Influence
Dan Drezner and Henry Farrell have maintained that blogs are very influential. They show evidence that journalists from major newspapers regularly read the most popular blogs. Even blogs with low traffic levels have their day in the sun, when special posts are linked to by the bigger blogs. (Definition — A blog is influential if a blog read by people in elected office or employed at a major publication.)
I would argue that blogs are becoming influential on their own without the help of the big blogs. The trick is specialization. If you carve out your niche of expertise, then when an event occurs, people look to you. When a new book comes out, they look to you for a reaction.
In Sunday’s Times, there was an article on panda bears and how expensive they are to lease from China. Three or four paragraphs in, the journalist refers to the bloggers who specialize in pandas. Who knew there were such a thing? It is becoming common place to refer to the opinion of bloggers in nearly every feature piece or policy specific article in the paper. National-level articles are much less likely to cite bloggers.

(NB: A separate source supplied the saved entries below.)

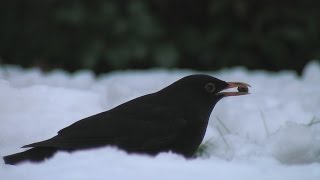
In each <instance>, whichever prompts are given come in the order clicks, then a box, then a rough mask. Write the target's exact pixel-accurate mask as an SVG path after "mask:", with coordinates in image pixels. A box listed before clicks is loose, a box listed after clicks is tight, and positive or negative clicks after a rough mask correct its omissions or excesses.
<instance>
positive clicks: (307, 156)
mask: <svg viewBox="0 0 320 180" xmlns="http://www.w3.org/2000/svg"><path fill="white" fill-rule="evenodd" d="M194 73H199V72H194V71H190V70H172V71H168V70H161V69H156V70H148V71H124V72H120V71H119V72H113V73H109V74H104V75H101V76H98V77H96V76H95V75H94V74H93V73H92V72H91V71H78V72H76V73H74V74H69V73H67V72H65V71H62V70H56V71H52V72H50V73H43V72H42V71H40V70H39V69H36V68H34V69H28V70H25V69H22V68H20V67H17V66H3V67H0V127H1V131H0V155H7V154H11V153H15V152H19V151H22V150H23V149H20V147H21V146H22V145H25V144H29V143H32V142H35V141H40V140H44V139H47V138H50V137H52V136H54V135H55V134H56V132H57V131H58V130H60V129H61V128H63V127H65V126H68V125H70V124H72V123H73V122H75V121H77V120H79V119H82V118H85V117H87V116H90V115H93V114H96V113H99V112H102V111H105V110H108V109H110V108H112V107H114V106H116V105H118V104H121V103H123V102H125V101H127V100H130V99H132V98H135V97H137V96H141V95H144V94H147V93H151V92H154V91H157V90H160V89H161V88H163V87H165V86H167V85H169V84H170V83H172V82H174V81H176V80H178V79H179V78H181V77H183V76H186V75H189V74H194ZM205 73H206V74H210V75H212V76H215V77H217V78H220V79H222V80H225V81H243V82H247V83H249V84H251V86H252V88H250V93H251V94H250V95H248V96H240V97H232V98H225V99H223V100H221V101H220V102H219V103H218V104H217V106H216V107H215V109H214V110H213V113H212V114H211V117H210V123H209V126H208V129H207V133H206V136H205V139H204V141H208V143H207V144H208V150H207V152H206V156H204V157H201V158H197V159H193V160H186V159H184V158H183V157H181V156H179V155H176V154H172V153H161V154H159V155H158V156H156V157H149V156H143V155H128V154H126V153H125V152H123V151H121V150H118V149H117V148H113V147H106V148H100V149H95V150H88V151H80V152H75V153H71V154H69V153H65V152H59V153H57V154H56V155H55V156H54V157H53V158H52V159H50V160H48V161H47V162H45V163H41V164H32V163H26V164H22V165H19V166H7V165H4V164H3V163H2V162H3V161H2V160H0V176H1V179H106V178H107V179H184V180H185V179H248V180H250V179H293V180H295V179H297V180H300V179H305V180H316V179H320V164H319V163H320V111H319V107H320V93H319V92H320V64H319V63H318V62H317V61H313V62H310V63H309V64H308V65H307V66H306V67H305V69H304V71H303V74H302V77H298V76H297V75H296V74H295V73H294V72H292V71H282V72H280V73H270V72H265V71H247V70H246V69H244V68H233V69H228V70H221V71H218V72H205Z"/></svg>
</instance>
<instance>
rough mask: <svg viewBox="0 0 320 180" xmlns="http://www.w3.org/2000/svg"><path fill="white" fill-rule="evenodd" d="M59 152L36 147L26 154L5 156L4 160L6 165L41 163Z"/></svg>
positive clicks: (39, 147) (25, 152)
mask: <svg viewBox="0 0 320 180" xmlns="http://www.w3.org/2000/svg"><path fill="white" fill-rule="evenodd" d="M56 151H57V149H56V148H52V147H35V148H32V149H29V150H27V151H24V152H20V153H16V154H12V155H9V156H4V157H3V160H4V162H5V163H6V164H10V165H16V164H19V163H22V162H25V161H31V162H41V161H44V160H45V159H47V158H50V157H52V156H53V155H54V153H55V152H56Z"/></svg>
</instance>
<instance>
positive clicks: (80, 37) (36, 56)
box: [0, 0, 320, 73]
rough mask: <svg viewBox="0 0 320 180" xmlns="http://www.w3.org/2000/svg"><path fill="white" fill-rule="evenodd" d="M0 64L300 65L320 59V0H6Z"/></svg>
mask: <svg viewBox="0 0 320 180" xmlns="http://www.w3.org/2000/svg"><path fill="white" fill-rule="evenodd" d="M0 23H1V24H0V64H18V65H22V66H23V67H31V66H37V67H41V68H42V69H44V70H50V69H53V68H63V69H65V70H68V71H71V72H72V71H75V70H78V69H92V70H94V71H95V72H96V73H102V72H108V71H111V70H116V69H144V68H153V67H165V68H192V69H197V70H216V69H220V68H224V67H233V66H239V65H241V66H245V67H247V68H249V69H266V70H271V71H278V70H281V69H293V70H296V71H297V72H298V73H300V72H301V70H302V68H303V67H304V65H305V64H306V63H307V62H308V61H310V60H313V59H320V1H316V0H304V1H302V0H282V1H276V0H199V1H196V0H31V1H26V0H1V1H0Z"/></svg>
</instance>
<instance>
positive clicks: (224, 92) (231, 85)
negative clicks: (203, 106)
mask: <svg viewBox="0 0 320 180" xmlns="http://www.w3.org/2000/svg"><path fill="white" fill-rule="evenodd" d="M227 83H228V86H227V87H226V88H225V89H223V91H222V92H219V93H218V94H223V96H240V95H246V94H249V89H248V87H251V86H250V85H249V84H247V83H242V82H227ZM231 88H237V92H230V91H227V92H224V90H227V89H231Z"/></svg>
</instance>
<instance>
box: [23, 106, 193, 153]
mask: <svg viewBox="0 0 320 180" xmlns="http://www.w3.org/2000/svg"><path fill="white" fill-rule="evenodd" d="M146 109H150V111H152V112H149V113H146V114H137V113H139V112H140V111H130V112H126V113H118V112H112V111H111V112H110V111H107V112H103V113H100V114H97V115H94V116H91V117H88V118H85V119H83V120H80V121H78V122H76V123H74V124H72V125H71V126H69V127H66V128H64V129H62V130H61V131H59V132H58V135H57V136H55V137H53V138H51V139H49V140H46V141H42V142H38V143H33V144H30V145H27V146H25V147H44V146H45V147H57V148H66V149H81V148H94V147H99V146H105V145H115V146H118V147H120V148H124V149H126V150H129V151H139V150H152V149H157V148H162V147H165V146H167V145H169V144H171V143H174V142H175V140H176V139H177V137H179V136H180V134H181V132H182V131H183V129H184V128H185V126H186V123H187V122H186V121H185V119H183V118H182V117H181V115H180V114H177V113H175V111H174V109H171V108H169V107H157V108H149V107H146ZM142 112H144V111H142Z"/></svg>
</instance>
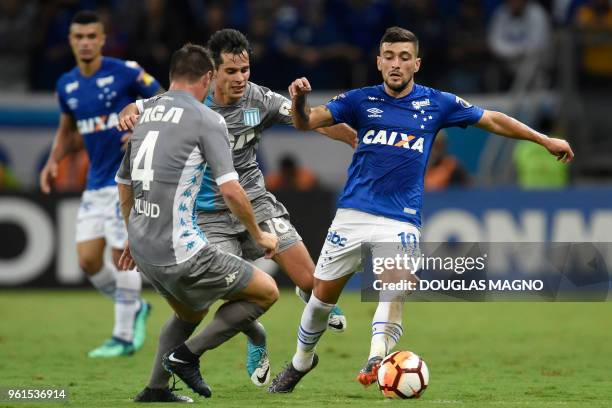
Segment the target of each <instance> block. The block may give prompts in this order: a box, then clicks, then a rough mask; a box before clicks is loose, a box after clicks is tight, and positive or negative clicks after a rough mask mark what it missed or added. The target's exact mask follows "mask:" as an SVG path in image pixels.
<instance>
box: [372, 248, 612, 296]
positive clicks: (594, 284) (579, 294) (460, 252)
mask: <svg viewBox="0 0 612 408" xmlns="http://www.w3.org/2000/svg"><path fill="white" fill-rule="evenodd" d="M362 265H363V271H364V273H363V275H362V285H361V288H362V300H364V301H393V300H398V299H403V300H424V301H433V300H436V301H440V300H442V301H457V300H469V301H495V300H523V301H524V300H529V301H564V300H566V301H604V300H612V297H611V296H610V295H609V294H610V293H611V292H610V290H609V289H610V282H611V281H612V279H611V277H610V272H609V268H608V267H607V265H612V244H608V243H578V244H576V243H421V244H420V245H418V246H417V245H414V244H413V245H412V246H403V245H401V244H397V243H366V244H363V245H362Z"/></svg>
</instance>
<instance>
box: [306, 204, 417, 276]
mask: <svg viewBox="0 0 612 408" xmlns="http://www.w3.org/2000/svg"><path fill="white" fill-rule="evenodd" d="M420 239H421V231H420V230H419V228H418V227H416V226H415V225H413V224H411V223H409V222H402V221H398V220H394V219H391V218H386V217H383V216H380V215H373V214H368V213H365V212H363V211H358V210H353V209H347V208H340V209H338V211H337V212H336V216H335V217H334V220H333V221H332V225H331V226H330V227H329V231H328V233H327V238H326V239H325V244H323V248H322V249H321V254H320V255H319V260H318V262H317V267H316V269H315V273H314V276H315V278H317V279H321V280H334V279H339V278H341V277H343V276H346V275H350V274H352V273H354V272H357V271H361V269H362V265H361V244H362V243H364V242H371V243H373V244H374V245H373V248H372V250H373V252H374V253H375V254H376V253H377V247H376V243H397V244H398V248H402V246H403V245H404V244H406V243H408V244H409V245H413V246H414V245H416V246H418V243H419V241H420ZM391 246H392V245H382V246H381V247H380V249H379V251H380V253H379V254H377V255H378V256H386V254H385V252H388V254H387V255H389V256H394V255H395V254H396V253H398V251H397V250H395V249H393V248H390V247H391ZM413 250H414V249H413Z"/></svg>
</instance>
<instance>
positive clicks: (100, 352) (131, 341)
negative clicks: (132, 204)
mask: <svg viewBox="0 0 612 408" xmlns="http://www.w3.org/2000/svg"><path fill="white" fill-rule="evenodd" d="M105 247H106V241H105V240H104V238H97V239H93V240H88V241H83V242H79V243H77V255H78V260H79V265H80V267H81V269H82V270H83V271H84V272H85V274H86V275H87V277H88V278H89V280H90V281H91V283H92V285H93V286H94V287H95V288H96V289H98V291H99V292H101V293H102V294H103V295H105V296H107V297H109V298H111V299H113V301H114V302H115V323H114V327H113V333H112V337H111V338H110V339H109V340H107V341H106V342H105V343H104V344H103V345H102V346H100V347H98V348H96V349H94V350H92V351H91V352H90V353H89V357H94V358H95V357H118V356H125V355H131V354H133V353H134V351H136V350H138V349H139V348H141V347H142V343H143V342H144V332H145V324H146V318H147V317H148V314H149V309H150V308H149V305H148V303H146V302H143V301H141V300H140V289H141V286H142V281H141V278H140V274H139V273H138V272H137V271H136V270H133V271H117V268H116V265H117V261H118V260H119V257H120V256H121V252H122V249H113V250H112V257H113V262H114V265H106V264H105V263H104V249H105ZM136 334H138V336H136Z"/></svg>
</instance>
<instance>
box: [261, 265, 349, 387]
mask: <svg viewBox="0 0 612 408" xmlns="http://www.w3.org/2000/svg"><path fill="white" fill-rule="evenodd" d="M351 276H352V274H349V275H346V276H343V277H341V278H338V279H334V280H329V281H324V280H320V279H317V278H315V279H314V290H313V294H312V296H311V297H310V300H309V301H308V303H307V304H306V307H305V308H304V311H303V313H302V319H301V321H300V327H299V329H298V340H297V350H296V353H295V355H294V356H293V359H292V360H291V362H290V363H289V364H288V365H287V367H285V369H284V370H283V371H281V372H280V373H279V374H278V375H277V376H276V377H275V378H274V379H273V380H272V384H271V385H270V387H269V388H268V391H269V392H271V393H288V392H292V391H293V389H294V388H295V386H296V385H297V384H298V382H299V381H300V380H301V379H302V378H303V377H304V376H305V375H306V374H307V373H309V372H310V371H311V370H312V369H314V368H315V367H316V366H317V363H318V361H319V359H318V356H317V355H316V353H315V348H316V346H317V343H318V342H319V339H320V338H321V336H322V335H323V334H324V333H325V330H326V328H327V322H328V318H329V313H330V312H331V310H332V308H333V307H334V305H335V304H336V303H337V302H338V298H339V297H340V294H341V293H342V289H343V288H344V286H345V285H346V282H348V280H349V279H350V277H351Z"/></svg>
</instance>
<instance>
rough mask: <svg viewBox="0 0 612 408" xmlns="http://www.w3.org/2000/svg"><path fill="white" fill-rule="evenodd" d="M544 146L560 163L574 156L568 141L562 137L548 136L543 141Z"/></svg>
mask: <svg viewBox="0 0 612 408" xmlns="http://www.w3.org/2000/svg"><path fill="white" fill-rule="evenodd" d="M544 147H546V149H547V150H548V151H549V152H550V154H552V155H553V156H556V157H557V160H558V161H561V162H562V163H569V162H571V161H572V159H573V158H574V152H573V151H572V148H571V147H570V145H569V143H567V142H566V141H565V140H563V139H556V138H554V137H550V138H548V139H547V140H546V143H544Z"/></svg>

Specialization and predictability are two things that I’m not good at, but I must be slowly getting there. When Maureen Dowd’s book came out, people showed up here to see what I was going to say about it. When Linda Hirshman’s article in American Prospect was published, blogger friends sent me the link. People like to see me froth around the mouth.
This lowly blog has gotten the attention of writers from the New York Times, The Chicago Tribune, The Wall Street Journal and the New York Post. Publicists are sending me books to review. I’m being asked to post information about protests and rallies. I’m totally not worthy.
Of course, we are talking about influence only in terms of political power here. Much harder to measure is the influence of the many amazing, personal blogs.